Speaking to the Post ahead of her departure, Avelino said she will raise funds for non-profit group HELP for Domestic Workers (Help, Empowerment and Legal Protection) and also motivate other domestic helpers to achieve their life goals.
“It is not easy; it is not an ordinary dream,” she said. “I am confident that I can do it. I think the height is okay, but I will just try to do it slowly. I am excited because I have never been to Africa.”
Avelino, originally from Davao City in southern Philippines, is an avid hiker who has climbed more than 10 major mountains across Asia – in the Philippines, Japan and South Korea.
She has also taken part in the 100km Hong Kong Oxfam Trailwalker in 2010 and 2011, finishing in under 35 hours each time.
In April 2015, she fell 600 metres short of a target to scale the 6,198-metre Island Peak in Nepal, a Himalayan mountain neighbouring Everest, after suffering from the extremely cold temperatures. Then on April 25, as Avelino and her team were due to leave Nepal, the country was hit by a huge earthquake which killed more than 9,000 people and injured about 22,000 others.
Despite the harrowing experience, which Avelino said, taught her to “appreciate life”, her hike still successfully raised more than HK$15,000 for Hong Kong non-governmental organisation Enrich.

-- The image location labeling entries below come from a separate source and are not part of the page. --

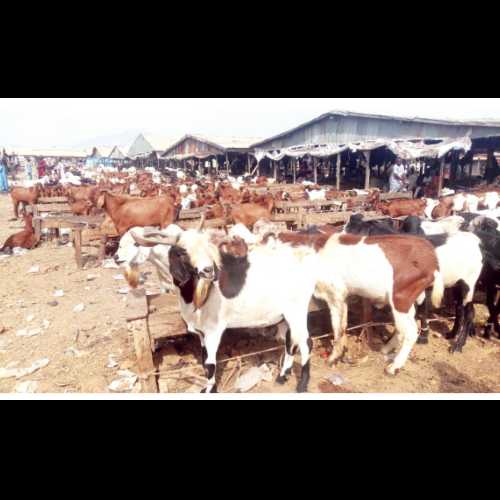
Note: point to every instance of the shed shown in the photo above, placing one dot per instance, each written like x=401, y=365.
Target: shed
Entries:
x=233, y=151
x=344, y=127
x=146, y=144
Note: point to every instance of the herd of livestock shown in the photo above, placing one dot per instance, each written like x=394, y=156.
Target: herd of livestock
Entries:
x=252, y=274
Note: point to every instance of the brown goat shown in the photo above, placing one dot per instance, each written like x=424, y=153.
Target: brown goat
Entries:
x=400, y=208
x=24, y=239
x=24, y=196
x=126, y=212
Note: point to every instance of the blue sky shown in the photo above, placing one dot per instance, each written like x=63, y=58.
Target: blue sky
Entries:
x=63, y=122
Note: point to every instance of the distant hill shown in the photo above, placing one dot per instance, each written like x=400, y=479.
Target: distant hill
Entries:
x=120, y=139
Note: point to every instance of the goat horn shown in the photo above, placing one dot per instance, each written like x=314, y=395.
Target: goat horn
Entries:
x=154, y=239
x=202, y=222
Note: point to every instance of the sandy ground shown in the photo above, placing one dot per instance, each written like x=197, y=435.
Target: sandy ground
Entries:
x=77, y=345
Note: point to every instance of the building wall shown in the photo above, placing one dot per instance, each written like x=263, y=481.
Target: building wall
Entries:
x=346, y=129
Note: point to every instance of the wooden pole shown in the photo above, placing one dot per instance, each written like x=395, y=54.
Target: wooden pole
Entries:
x=367, y=169
x=339, y=170
x=441, y=176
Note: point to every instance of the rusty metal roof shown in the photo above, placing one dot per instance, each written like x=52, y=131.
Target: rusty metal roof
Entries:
x=483, y=124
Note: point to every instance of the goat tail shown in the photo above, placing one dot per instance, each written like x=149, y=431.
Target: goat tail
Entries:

But after a second trip to the Everest base camp in 2016, she said she felt inspired to attempt a different mountain this year, and was recommended to try Kilimanjaro by one of her guides from Nepal.
She said most people she met in Hong Kong and abroad continue to be surprised by her incredible fitness and adventurous spirit, particularly given the demanding nature of her job.

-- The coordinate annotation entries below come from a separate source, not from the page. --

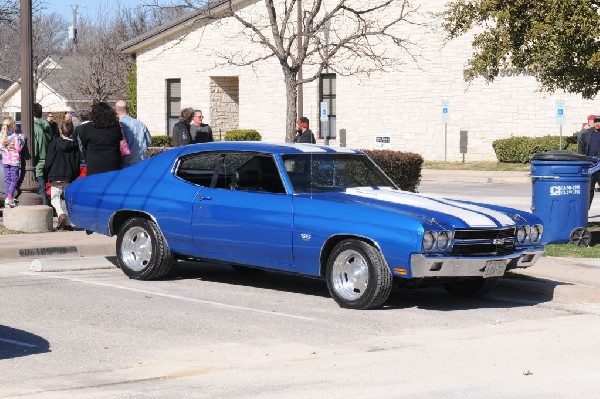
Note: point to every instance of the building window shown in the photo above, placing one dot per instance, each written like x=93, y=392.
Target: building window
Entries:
x=173, y=103
x=327, y=95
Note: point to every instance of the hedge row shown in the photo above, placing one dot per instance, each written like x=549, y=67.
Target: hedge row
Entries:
x=242, y=135
x=518, y=149
x=404, y=168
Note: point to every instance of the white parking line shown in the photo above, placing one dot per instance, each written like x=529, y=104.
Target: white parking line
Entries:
x=25, y=344
x=181, y=298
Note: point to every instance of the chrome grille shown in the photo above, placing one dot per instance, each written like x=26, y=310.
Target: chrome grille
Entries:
x=488, y=242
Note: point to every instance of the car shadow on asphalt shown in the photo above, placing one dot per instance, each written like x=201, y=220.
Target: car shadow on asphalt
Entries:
x=429, y=298
x=17, y=343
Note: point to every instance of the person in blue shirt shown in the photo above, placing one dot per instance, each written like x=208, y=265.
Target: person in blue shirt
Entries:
x=135, y=132
x=589, y=144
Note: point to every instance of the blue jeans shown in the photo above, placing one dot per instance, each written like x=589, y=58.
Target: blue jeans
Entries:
x=42, y=182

“There are a lot of people who are quite surprised by what I do,” she said. “They say: ‘Are you really a domestic worker?’ They are surprised I can afford to travel to do these trips.”

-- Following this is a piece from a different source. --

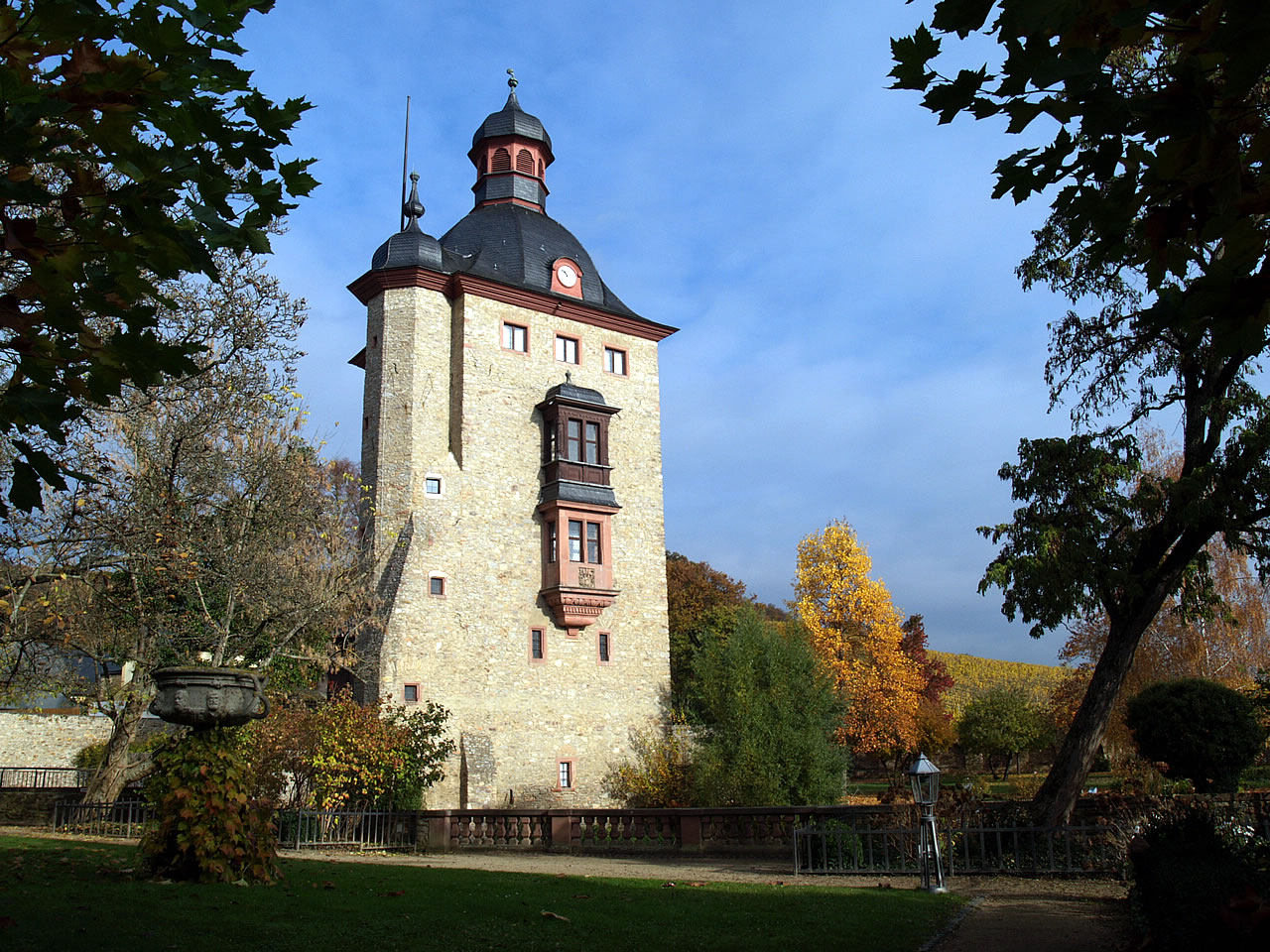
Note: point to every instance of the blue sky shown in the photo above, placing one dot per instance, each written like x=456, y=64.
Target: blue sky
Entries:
x=853, y=343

But as well as dedicating hours every week to training, Avelino said she has to save about half of her salary each month in order to pay for sports gear and her annual hiking adventures.
“I will do overtime if necessary,” she said. “You have to make hiking a priority and say no to other things. But I tell myself that this is my time to do something for myself.”
Avelino became estranged from the father of her children shortly after leaving the Philippines in 1996, when her children were aged four. She has not returned to her home town since but has sent money regularly to her family.
She first took up hiking in 2004 after reading Patricia Lim’s Discovering Hong Kong’s Cultural Heritage at Central Library and was inspired to explore the city’s guided walks. She subsequently joined hiking group Hong Kong Trampers in 2006 and became a hike leader.
When she is not working for her employers, British psychologists Phil Smith and Julia Aufenast in Discovery Bay, Lantau, she trains hard by carrying a 15kg backpack on five-hour hikes on some of Hong Kong’s trails.
She also walks up and down the steps in her 21-storey residential building every other day, and does 45 minutes of bodyweight workouts three times a week.
She said her employers were very understanding towards her training schedule, and have even allowed her to carry their children on hikes as part of her strength training.
“My boss said that I might as well do this trip now, while I can,” she said. “I am lucky that Hong Kong has lots of trails with loads of stairs. I really enjoy hiking on Lantau, or over The Twins from Central to Stanley, even though it is tough on your legs.”
Avelino was recently featured in local film The Helper Documentary by British director Joanna Bowers, which chronicled diverse stories from Hong Kong’s domestic helper community.
Despite her success and degree of fame within the local community, she remains humble about her achievements and her power to inspire other domestic workers.
“I am happy that others feel motivated to go out and hike,” she said. “It is much more common now to see them going out on the trails. It feels good to know that people are inspired to do that, and are not just sitting out in public squares in their spare time.”